Are Human Rights too Human Centric?
Prof Frédéric Mégret
Abstract: The claim that human rights are too human-centric may strike as odd: this is, after all, their point. Human rights are the rights of humans and can hardly be blamed for not being something else. Or can't they? Human rights frames the key political struggle as between human beings and the powers that be (notably the state), in a way that promotes a strong notion of the centrality of human beings to all just political order. What remains persistently excluded from this framing is the almost too obvious exclusion of all-that-is-not-human from the heart of our thinking about justice. Successive critiques of human rights have successfully helped decenter its subject and extended the definition of who counts as "human," yet human rights' anthropocentrism is in a sense its ultimate taboo. But what if the fundamental limit of the human rights project lied not in its own frequently underlined internal limitations (those that relate to its limited ability to indeed be emancipatory for humans), and more in its incapacity to think of human emancipation in terms other than the subjugation of nature and other species? What if human rights are not only anthropocentric but more specifically speciesist?
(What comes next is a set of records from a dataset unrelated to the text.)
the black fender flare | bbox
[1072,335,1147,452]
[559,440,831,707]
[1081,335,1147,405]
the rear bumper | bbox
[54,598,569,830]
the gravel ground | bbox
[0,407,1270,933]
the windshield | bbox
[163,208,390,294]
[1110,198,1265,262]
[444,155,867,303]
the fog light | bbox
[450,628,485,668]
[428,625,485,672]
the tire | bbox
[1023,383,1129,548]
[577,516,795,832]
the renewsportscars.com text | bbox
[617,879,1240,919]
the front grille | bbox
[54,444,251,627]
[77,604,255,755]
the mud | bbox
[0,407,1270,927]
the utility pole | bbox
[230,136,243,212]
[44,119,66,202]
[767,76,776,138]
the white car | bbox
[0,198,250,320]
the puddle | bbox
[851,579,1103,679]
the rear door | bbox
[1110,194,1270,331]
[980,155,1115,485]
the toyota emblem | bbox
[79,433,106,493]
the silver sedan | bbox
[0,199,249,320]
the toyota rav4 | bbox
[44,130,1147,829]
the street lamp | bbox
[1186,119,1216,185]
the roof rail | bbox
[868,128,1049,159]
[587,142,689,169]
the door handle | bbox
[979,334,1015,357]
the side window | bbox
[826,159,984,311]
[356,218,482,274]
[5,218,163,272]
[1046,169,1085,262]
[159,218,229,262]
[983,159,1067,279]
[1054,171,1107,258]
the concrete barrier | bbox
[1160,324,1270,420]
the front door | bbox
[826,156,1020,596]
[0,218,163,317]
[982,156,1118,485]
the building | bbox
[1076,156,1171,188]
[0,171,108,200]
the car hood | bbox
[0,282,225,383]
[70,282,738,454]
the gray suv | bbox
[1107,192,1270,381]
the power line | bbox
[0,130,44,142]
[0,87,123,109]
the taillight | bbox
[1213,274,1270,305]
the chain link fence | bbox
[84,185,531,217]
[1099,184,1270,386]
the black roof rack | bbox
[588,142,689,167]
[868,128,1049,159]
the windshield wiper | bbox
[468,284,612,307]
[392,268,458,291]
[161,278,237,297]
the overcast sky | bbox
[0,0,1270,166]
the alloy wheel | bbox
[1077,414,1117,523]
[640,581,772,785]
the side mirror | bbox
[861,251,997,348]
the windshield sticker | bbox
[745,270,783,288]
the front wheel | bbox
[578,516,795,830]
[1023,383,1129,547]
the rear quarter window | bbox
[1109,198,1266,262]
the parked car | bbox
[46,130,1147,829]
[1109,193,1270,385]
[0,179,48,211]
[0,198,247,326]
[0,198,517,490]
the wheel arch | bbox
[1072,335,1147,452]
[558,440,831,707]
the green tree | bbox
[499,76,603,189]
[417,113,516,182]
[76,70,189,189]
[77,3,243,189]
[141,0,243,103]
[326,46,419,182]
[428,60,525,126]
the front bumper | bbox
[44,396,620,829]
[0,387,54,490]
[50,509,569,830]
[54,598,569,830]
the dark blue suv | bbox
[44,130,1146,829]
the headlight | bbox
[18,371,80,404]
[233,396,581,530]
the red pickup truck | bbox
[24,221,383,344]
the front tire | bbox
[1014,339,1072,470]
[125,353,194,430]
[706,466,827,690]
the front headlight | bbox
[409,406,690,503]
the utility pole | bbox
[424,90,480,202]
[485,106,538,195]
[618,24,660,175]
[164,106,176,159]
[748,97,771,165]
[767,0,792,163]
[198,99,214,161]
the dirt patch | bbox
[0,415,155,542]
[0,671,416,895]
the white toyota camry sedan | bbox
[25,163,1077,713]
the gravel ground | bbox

Prof Frédéric Mégret is an Associate Professor of Law. In March 2015, he was made a William Dawson Scholar by McGill University. He held the Canada Research Chair on the Law of Human Rights and Legal Pluralism from 2006 to 2015. Before joining the University of McGill, Professor Mégret was an Assistant Professor at the Faculty of Law of the University of Toronto, a Boulton fellow at McGill University and a research associate at the European University Institute in Florence. Professor Mégret is the author of “Le Tribunal pénal international pour le Rwanda” (Pedone, 2002). He is currently co-editing the second edition of “The United Nations and Human Rights: A Critical Appraisal” (Oxford University Press, 2014) with Professor Philip Alston.